The current Brad Pitt film, "Killing Me Softly", a title that makes it sound like a Roberta Flack musical, is based on "Cogan's Trade," a 1974 novel by one-time Boston district attorney George V. Higgins.
Anthony Lane, probably the best writer on film we have at this time, asks, in The New Yorker, "Why aren't more movies stolen from George V. Higgins?" and goes on to praise Higgins's ear for speech as she is spoke in the down and dirty sections of society.
Only one other of Higgins's novels has been filmed. That would be "The Friends of Eddie Coyle," still a good film, still a terrific book.
The opening scene of "Cogan's Trade": "Amato in a gray suit with a muted red stripe, textured pink shirt with his initials on the left French cuff, a maroon and gold tie, sat at the kidney-shaped, walnut veneer desk and stared. 'I got to give to to you," he said, "you're a great-looking couple of guys. Come in here about four hours late, you look like..." Well, you get the idea.
Or how about the fast takeoff in the opening of "The Friends of Eddie Coyle": "Jackie Brown, at twenty-six with no expression on his face, said that he could get some guns." Zero to sixty in twelve words, best quick-start since James M. Cain.

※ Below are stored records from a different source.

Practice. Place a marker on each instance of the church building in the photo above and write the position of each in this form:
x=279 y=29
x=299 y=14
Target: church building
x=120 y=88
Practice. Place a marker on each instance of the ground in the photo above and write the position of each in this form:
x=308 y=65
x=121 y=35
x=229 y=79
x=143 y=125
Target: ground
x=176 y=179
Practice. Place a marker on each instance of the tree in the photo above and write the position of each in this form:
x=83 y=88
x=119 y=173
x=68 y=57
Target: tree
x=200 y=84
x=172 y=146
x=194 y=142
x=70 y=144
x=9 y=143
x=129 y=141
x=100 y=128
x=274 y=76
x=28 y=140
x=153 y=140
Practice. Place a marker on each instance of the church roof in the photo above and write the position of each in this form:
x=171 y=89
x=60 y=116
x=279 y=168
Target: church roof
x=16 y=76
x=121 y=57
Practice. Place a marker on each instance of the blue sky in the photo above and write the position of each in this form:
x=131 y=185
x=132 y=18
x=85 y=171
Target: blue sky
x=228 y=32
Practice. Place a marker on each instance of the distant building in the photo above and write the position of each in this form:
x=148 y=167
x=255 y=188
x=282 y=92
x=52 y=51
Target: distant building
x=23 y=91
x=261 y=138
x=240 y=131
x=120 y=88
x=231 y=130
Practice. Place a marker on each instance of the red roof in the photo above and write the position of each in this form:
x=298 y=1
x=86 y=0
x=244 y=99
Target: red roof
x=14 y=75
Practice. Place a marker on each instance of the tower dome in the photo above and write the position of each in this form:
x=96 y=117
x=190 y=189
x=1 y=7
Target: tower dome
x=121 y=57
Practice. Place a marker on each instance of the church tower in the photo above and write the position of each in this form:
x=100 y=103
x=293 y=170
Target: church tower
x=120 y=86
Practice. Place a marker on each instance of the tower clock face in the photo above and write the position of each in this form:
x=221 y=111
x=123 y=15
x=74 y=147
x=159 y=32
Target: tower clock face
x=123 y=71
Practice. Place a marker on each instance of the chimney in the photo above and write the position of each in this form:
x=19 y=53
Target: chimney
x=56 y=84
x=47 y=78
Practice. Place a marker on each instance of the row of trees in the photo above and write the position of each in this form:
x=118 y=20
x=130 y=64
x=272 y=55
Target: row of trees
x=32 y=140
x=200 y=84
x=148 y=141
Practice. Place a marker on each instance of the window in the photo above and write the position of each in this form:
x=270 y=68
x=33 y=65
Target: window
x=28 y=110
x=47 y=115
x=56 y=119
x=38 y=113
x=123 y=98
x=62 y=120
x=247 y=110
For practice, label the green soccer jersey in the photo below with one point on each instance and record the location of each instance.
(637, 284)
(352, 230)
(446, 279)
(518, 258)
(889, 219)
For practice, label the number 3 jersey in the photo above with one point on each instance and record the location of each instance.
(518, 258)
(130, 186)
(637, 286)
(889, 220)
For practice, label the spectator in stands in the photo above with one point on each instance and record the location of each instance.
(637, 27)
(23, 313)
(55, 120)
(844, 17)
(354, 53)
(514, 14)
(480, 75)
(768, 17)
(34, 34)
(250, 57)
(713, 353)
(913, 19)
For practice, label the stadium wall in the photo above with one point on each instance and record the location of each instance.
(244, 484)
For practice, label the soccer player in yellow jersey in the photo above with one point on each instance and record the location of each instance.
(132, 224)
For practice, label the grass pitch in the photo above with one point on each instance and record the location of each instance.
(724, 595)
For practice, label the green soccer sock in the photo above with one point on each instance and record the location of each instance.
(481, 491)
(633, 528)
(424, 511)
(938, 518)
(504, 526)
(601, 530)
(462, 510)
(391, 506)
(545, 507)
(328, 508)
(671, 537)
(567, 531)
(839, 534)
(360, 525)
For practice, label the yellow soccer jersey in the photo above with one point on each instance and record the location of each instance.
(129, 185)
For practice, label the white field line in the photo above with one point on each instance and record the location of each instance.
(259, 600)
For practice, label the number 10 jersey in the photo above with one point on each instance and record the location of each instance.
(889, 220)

Dennis Lehane, author of "Mystic River" and "Gone, Baby, Gone," said Higgins's "Eddie Coyle" was the best novel ever written about Boston. Higgins died in 1999, but he left a lot of work deserving our attention (including, in nonfiction, "The Friends of Richard Nixon," which has a wonderful cover by Edward Sorel, depicting Nixon and his Watergate gang--Mitchell, Haldeman, Erlichman, et al.--holed up and shooting at the cops like 1930s movie gangsters).